No te has conformado con apoderarte de mis pobres bienes; ese poquito de esperanza que acumulaba debajo de la axila; o la mínima libertad de caminar por mi calle, sin ser asaltada por maleantes como la desidia. Dejé la libertad protegida por mi lengua, y ante ti se desató para escupir mentiras que engendraron mi soledad. Tú, indigno de los timadores, me engañaste con falsas promesas de éxito, y sólo me regalaste vanidad que se perdió en un espejo. Del espejo sólo tengo un reflejo opaco cegado por tu incandescencia, abrasando mi amor propio mientras la traición se ríe de ella.

Ya no me quedan propiedades ni moneda de cambio. Tu chantaje corrompió mi humildad y, también la generosidad; ambas se consumieron ante ti como una vela se extingue cuando la llama se apaga. Tan sólo me queda este vestido de soledad hecho jirones por tanta tristeza y más aún por la desilusión. Jirones de olvido deshilachados por la rutina, modista sin patrones por diseñar.
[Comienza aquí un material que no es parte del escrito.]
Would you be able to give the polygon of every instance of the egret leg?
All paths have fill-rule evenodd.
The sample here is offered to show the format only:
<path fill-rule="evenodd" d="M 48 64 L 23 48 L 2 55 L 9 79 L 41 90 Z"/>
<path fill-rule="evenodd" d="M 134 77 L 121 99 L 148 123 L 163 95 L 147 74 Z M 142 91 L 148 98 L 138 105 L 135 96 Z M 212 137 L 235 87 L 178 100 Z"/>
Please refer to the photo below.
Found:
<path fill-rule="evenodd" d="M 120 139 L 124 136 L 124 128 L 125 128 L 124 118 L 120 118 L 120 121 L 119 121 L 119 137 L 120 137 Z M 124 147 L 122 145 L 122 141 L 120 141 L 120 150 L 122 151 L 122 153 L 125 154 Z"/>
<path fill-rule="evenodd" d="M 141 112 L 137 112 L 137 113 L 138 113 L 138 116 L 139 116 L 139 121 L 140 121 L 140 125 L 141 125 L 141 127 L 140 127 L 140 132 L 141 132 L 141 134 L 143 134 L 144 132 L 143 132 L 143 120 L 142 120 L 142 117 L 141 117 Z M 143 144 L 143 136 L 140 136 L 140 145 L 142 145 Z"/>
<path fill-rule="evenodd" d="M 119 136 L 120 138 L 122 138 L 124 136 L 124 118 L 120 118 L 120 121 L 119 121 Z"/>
Retales de amor ensuciados por las mentiras que te acompañan en tus golpes de suerte.

Deseas comprimir mi yugular para envenenar mi sangre de enemigos pecadores, por los vaivenes de un mundo de dictadores henchidos de poder.  Presionas amoratando mi cara, mientras el aire se enquista en mi nariz, taponada por algodones de maleficencia. Y te enfrento buscando tus ojos, para que veas como muero en tus manos ensangrentadas por tantas muertes; para que observes el dolor que me ocasionas. Yo, que sólo quería vivir sin más, rodeada de aquello que mi trabajo cosechaba: amigos, poesía, pensamientos, amor… Tú te presentaste, un embaucador con una máscara invisible de perfidia, traición e insidia. Un estafador vendiendo humo de fidelidad y lealtad disipado con la alevosía de la nocturnidad.

Tú, mi miedo contempla tu obra, un deshecho amorfo sin piel ni huesos, sin sangre ni siquiera razón. Observa a tu víctima y ríe como lo haces delante del espejo, con tu arrogancia de saberte ganador. Mas aún, me queda la última palabra antes de expirar el último aliento. Te reconozco, y te digo: ya no te tengo miedo, muero sí, porque yo quiero.     

4 Comentarios

  1. No, no mueres, renaces llena de sabiduría, son esos momentos malos que llega a la vida de todos, quizás nos enseñen cautela que no desconfianza, pero no des más satisfacción de la necesaria, no cambies, no merece la pena. Como siempre Dolors, tus relatos están escritos con tanto sentimiento que viven en el pape y todos nos sentimos decepcionados y engañados, pero no, no merece la pena. Mi enhorabuena por un relato que hace vivir lo contado.

    • Mil gracias, Pino, eres una de mis mayores motivaciones.

  2. Hermoso,Dolors. Siempre te digo lo mismo. Desde luego, te dejas llevar sobre el papel. Enhorabuena!